Nach dem Spruch des Verfassungsgerichtshofes, wonach das Pflegeregressverbot auch bereits rechtskräftige Entscheidungen umfasst, setzt Wien die entsprechenden Schritte. Bürgermeister Michael Ludwig und Sozialstadtrat Peter Hacker betonten am Dienstag bei einer Pressekonferenz, dass offene Forderungen aus Vermögen gegenstandslos sind – auch aus bereits rechtskräftigen Titeln. Hinsichtlich der Folgewirkungen des Regressverbots sieht Wien jedoch noch viele ungeklärte Fragen. Den von der Bundesregierung vorgelegten Aufteilungsschlüssel zur Finanzierung der Länderkosten bezeichneten Ludwig und Hacker als „völlig inakzeptabel“.

„Wir schaffen Klarheit für die betroffenen Wienerinnen und Wiener. Wien hat den Angehörigen-Regress schon in den 1970er Jahren abgeschafft, weil für uns immer klar war: Die passende Pflege und Betreuung zu bekommen, darf keine Frage des Geldbörsels sein.
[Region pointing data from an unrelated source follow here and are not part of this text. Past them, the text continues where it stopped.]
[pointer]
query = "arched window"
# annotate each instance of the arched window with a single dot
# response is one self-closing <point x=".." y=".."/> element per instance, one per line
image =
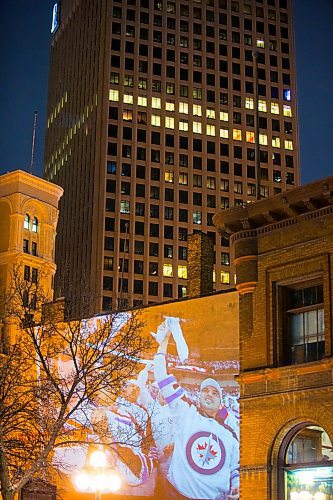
<point x="35" y="225"/>
<point x="308" y="465"/>
<point x="26" y="224"/>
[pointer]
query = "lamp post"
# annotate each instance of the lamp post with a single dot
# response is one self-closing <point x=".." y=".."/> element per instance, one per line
<point x="97" y="478"/>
In Wien nehmen wir die Sorgen der Menschen ernst und garantieren ihnen die Pflege, die sie verdienen. Eine hochklassige, qualitätsgesicherte Pflege. Eine Pflege, die sich alle leisten können und eine Pflege, die solidarisch finanziert ist und nicht das gesamte, hart erarbeitete Hab und Gut vernichtet. Die Menschen müssen keine Angst haben, dass ein Pflegeheimplatz ihr gesamtes, hart erarbeitetes Vermögen auffrisst“, so Bürgermeister Michael Ludwig.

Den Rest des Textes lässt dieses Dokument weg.